Meanwhile, UV towers used during terminal cleaning are designed to disinfect an enclosed space at the end of a patient’s stay or use. Therefore, there is a distinct disinfection gap between the use of chemical wipes and UV towers that Instant UV can fulfil. Instant UV devices like NuvaWave strategically close the gap between the first line of defence – chemical wipes and sprays – and larger UV systems such as upper air UV systems and UV towers, which serve as ‘end point’ disinfection.

The engineering behind Instant UV

The ongoing fight against HAIs warrants the implementation of a new technology, designed with user safety and seamless integration within standard workflows in mind.

With over 25 years of experience in light technology development and more than 200 US patents for medical devices, electronic materials and LED products, the inventors of NuvaWave have designed a novel product which revolutionises light technology. They leveraged the use of mercury-free lighting, as well as software innovations, to harness the power of UV light in a safe, portable handheld device. The cordless, battery-operated device lasts for up to three hours per charge and weighs only 0.7kg. NuvaWave is well-equipped with advanced safety features and can be carried around on a utility belt, bringing about convenience and ease.

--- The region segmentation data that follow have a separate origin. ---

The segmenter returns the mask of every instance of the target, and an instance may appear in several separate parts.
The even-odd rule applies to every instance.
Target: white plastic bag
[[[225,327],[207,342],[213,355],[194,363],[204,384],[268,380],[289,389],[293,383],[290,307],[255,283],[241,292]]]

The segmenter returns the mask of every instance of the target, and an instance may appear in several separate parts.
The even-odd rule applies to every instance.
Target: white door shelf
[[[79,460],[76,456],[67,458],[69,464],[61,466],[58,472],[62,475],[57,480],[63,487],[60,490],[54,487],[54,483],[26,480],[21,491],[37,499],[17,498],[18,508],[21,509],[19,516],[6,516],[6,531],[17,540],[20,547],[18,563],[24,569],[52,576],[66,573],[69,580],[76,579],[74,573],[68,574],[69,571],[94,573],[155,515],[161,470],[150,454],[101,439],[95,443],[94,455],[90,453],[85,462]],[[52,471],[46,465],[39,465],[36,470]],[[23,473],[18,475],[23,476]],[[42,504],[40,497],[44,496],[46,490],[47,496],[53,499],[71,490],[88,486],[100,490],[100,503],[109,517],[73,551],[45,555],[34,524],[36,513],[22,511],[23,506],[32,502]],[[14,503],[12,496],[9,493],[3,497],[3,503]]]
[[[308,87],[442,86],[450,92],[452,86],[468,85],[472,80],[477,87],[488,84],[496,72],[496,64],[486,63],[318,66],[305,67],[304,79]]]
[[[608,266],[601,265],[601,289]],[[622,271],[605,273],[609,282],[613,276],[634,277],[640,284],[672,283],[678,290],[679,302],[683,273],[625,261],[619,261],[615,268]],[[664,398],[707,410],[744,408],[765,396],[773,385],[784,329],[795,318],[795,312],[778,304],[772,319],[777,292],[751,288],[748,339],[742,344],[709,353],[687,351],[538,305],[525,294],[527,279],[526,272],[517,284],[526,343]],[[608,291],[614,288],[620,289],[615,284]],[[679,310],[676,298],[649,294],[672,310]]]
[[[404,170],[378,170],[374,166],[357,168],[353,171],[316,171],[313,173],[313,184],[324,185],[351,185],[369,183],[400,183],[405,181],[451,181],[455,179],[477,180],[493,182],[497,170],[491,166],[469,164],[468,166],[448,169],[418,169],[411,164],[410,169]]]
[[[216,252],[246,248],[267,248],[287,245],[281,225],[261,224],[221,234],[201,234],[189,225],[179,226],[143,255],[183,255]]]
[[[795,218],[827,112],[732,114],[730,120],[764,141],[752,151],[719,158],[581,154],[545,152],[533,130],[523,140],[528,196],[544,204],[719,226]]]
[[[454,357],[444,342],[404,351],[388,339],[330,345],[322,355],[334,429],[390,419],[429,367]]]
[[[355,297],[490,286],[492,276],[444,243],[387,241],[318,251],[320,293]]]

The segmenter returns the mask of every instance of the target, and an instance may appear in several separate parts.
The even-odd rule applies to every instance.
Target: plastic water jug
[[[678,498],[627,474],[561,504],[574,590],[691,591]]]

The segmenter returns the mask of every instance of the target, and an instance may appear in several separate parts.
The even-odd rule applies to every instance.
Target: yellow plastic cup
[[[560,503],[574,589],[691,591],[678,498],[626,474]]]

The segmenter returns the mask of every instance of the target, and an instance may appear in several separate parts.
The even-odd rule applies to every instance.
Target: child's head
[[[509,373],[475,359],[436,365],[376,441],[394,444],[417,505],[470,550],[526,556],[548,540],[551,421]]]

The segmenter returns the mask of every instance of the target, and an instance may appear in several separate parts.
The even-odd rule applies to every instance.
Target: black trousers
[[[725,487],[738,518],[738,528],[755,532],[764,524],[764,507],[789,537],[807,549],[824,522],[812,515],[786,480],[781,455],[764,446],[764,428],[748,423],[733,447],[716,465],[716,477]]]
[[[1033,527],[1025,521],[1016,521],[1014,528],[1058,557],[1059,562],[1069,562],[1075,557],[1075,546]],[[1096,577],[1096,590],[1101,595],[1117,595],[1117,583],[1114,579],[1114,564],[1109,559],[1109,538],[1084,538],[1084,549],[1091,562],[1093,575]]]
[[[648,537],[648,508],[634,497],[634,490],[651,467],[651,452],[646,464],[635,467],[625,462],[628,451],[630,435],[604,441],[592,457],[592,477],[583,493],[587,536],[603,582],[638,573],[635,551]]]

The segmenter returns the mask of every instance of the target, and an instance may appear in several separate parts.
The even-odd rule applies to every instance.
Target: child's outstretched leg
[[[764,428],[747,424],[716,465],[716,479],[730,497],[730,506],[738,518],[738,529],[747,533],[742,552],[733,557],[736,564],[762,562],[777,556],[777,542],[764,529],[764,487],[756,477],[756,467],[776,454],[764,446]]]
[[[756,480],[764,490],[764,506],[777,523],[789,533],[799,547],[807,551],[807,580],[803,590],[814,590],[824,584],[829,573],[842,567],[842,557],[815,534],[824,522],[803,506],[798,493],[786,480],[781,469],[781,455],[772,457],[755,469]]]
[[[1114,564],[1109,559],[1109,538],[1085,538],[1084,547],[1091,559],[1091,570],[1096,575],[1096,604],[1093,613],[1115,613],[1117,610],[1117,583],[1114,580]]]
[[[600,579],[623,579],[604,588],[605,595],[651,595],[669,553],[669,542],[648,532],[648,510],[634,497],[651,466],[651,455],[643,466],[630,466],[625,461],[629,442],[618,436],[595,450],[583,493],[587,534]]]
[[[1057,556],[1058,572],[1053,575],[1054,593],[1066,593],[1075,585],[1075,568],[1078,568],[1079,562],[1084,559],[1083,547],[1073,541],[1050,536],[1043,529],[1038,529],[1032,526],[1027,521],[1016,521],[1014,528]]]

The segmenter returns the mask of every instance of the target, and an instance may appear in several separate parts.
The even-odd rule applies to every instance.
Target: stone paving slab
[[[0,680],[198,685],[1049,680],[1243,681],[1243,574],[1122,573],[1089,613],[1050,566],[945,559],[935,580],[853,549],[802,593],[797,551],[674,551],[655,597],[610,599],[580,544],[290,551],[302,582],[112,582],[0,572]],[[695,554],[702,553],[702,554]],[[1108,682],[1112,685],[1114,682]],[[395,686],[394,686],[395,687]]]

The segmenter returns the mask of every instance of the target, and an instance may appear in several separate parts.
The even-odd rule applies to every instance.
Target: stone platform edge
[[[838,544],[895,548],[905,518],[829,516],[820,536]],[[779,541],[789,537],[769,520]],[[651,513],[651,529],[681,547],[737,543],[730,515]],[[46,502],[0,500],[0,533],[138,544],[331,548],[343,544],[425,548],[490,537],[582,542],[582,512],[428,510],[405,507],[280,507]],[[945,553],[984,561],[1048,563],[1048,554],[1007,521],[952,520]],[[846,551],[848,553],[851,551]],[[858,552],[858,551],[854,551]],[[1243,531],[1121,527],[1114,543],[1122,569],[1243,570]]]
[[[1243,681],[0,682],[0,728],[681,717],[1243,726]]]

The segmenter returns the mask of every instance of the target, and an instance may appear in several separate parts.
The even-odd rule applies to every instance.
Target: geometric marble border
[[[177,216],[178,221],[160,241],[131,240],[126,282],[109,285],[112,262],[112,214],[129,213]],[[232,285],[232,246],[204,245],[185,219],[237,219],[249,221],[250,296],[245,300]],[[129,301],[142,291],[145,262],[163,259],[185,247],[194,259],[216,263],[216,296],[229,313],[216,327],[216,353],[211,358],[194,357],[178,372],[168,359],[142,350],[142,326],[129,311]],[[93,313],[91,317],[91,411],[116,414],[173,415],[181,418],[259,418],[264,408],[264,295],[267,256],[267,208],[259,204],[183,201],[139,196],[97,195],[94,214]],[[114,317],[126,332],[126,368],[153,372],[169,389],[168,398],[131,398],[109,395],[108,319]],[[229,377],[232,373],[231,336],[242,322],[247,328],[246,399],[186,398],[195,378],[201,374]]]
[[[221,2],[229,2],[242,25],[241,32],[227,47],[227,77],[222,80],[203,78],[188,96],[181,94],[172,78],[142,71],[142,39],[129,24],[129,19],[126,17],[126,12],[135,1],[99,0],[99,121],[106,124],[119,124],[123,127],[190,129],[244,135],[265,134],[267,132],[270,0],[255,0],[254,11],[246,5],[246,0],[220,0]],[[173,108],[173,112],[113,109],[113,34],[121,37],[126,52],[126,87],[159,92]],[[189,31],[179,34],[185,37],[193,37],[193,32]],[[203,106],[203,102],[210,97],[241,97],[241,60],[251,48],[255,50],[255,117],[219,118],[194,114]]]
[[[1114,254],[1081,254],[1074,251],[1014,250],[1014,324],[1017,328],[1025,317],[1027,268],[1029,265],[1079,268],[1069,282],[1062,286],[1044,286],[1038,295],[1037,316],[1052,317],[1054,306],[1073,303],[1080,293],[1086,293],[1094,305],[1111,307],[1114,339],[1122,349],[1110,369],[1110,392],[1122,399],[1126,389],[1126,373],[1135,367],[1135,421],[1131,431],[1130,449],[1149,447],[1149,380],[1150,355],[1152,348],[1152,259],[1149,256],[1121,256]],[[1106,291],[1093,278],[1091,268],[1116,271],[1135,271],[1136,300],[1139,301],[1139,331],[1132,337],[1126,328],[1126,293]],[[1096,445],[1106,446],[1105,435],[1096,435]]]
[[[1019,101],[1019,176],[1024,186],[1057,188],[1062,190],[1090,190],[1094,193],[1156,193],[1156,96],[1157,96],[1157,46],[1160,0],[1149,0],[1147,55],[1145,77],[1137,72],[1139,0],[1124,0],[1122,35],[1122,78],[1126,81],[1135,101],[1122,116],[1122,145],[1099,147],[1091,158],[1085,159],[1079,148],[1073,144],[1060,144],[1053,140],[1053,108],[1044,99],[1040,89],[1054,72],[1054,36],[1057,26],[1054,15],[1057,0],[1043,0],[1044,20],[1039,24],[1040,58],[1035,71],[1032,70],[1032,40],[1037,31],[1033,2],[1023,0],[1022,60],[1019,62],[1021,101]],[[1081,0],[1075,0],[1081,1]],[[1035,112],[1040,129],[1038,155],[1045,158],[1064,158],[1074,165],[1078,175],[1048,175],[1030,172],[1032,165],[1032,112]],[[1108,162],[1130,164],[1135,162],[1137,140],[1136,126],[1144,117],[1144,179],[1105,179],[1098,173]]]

The most critical feature of Instant UV with NuvaWave is its speed and effectiveness in killing pathogens like staph infection-causing methicillin-resistant Staphylococcus aureus (MRSA), harmful bacteria such as Escherichia coli, and Enterococci faecalis, as well as the SARS-CoV-2 virus.

Innovating current disinfection protocols for enhanced staff and patient safety

Despite current protocols and technologies, infection-causing pathogens are still spreading; hospitals and healthcare facilities need innovative solutions to mitigate risk of HAIs19. The COVID-19 pandemic has amplified this need, but the fundamental problem will not be solved with a vaccine. World Health Organization (WHO) Director-General Tedros Adhanom Ghebreyesus has warned that the coronavirus crisis will not be the last pandemic. The ‘New Normal’ demands a new disinfection paradigm as part of the global effort to mitigate the spread of bacteria and viruses. Touch-free methods, such as Instant UV devices, should be considered as an adjunct to chemical and terminal disinfection – especially on high-touch surfaces22.

Chemical wipes and spray should still remain as the first wave of pathogenic eradication, but Instant UV such as NuvaWave could be added as part of the standard operation procedures (SOP). NuvaWave can be integrated into current disinfection workflows and be continuously and consistently applied to surfaces, fabric, electronics and equipment throughout the day. Other UV technologies such as UV towers should still be utilised in terminal cleaning but can be supplemented with NuvaWave – particularly when disinfecting hard-to-reach spots, electronic equipment or textured surfaces. Instant UV technology addresses the gaps in current technology and protocols, helping to close the disinfection gap.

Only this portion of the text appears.